Statistics and R
For this project we are performing statistical testing in programming language R for MechaCar car company. Statistical tests provide data-based insight on the company performance and suggest additional testing for comparison of MechaCar company against their competition.
- MechaCar_mpg.csv
- Suspension_Coil.csv
- RStudio
- Languages: R
We have available to us the mpg test results for 50 prototype MechaCars. Included in this data set we have multiple design specifications to identify ideal vehicle
performance such as vehicle length, vehicle weight, spoiler angel, drivetrain, and ground clearance, were collected for each vehicle.
With multiple linear regression model we are identifying which variables (vehicle weight, spoiler angle, ground clearance, AWD and vehicle length, in our case) in the dataset
predict the mpg of MechaCar prototypes.
What are the relationships between variables and mpg of MechCar prototypes?
With multiple linear regression model, we are establishing the following hypothesis:
HO: the slope of the linear model is zero or m = -0 (if there is no significant linear relationship, each dependent value would be determined by random chance and error. Therefore, our linear model would be a flat line with a slope of 0).

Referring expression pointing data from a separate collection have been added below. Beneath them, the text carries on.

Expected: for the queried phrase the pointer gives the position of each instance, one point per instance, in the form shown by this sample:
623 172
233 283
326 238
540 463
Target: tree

Ha: The slope of the linear model is not zero or m not equal to 0 (If there is a significant linear relationship, each dependent value would not be determined by
random chance and error. Therefore, our linear model would not be a flat line with a slope greater or lessser than 0.
1. Which variables/coefficients provided a non-random amount of variance to the mpg values in the data set? To determine which variables, provide a non-random amount of variance to the mpg value we have to look at their individual p-value. If the p-value is below 0.05 is statistically unlikely to provide random amounts of variance to the linear model, meaning that those variables have a significant impact on mpg. According to our results (figure 1) ground clearance p-value of 5.21, vechicle length p-value of 2.60 as well as intercept p-value of 5.08 provided a non-random amount of variance to the mpg values in the dataset. When an intercept is statistically significant, it means there are other variables and factors that contribute to the variation in mpg that have not been included in the model. These variables may or may not be within our data set and may still need to be collected or observed. This can be a continuous research process or exploring if variables have relationships (as described in Module 15.7.3).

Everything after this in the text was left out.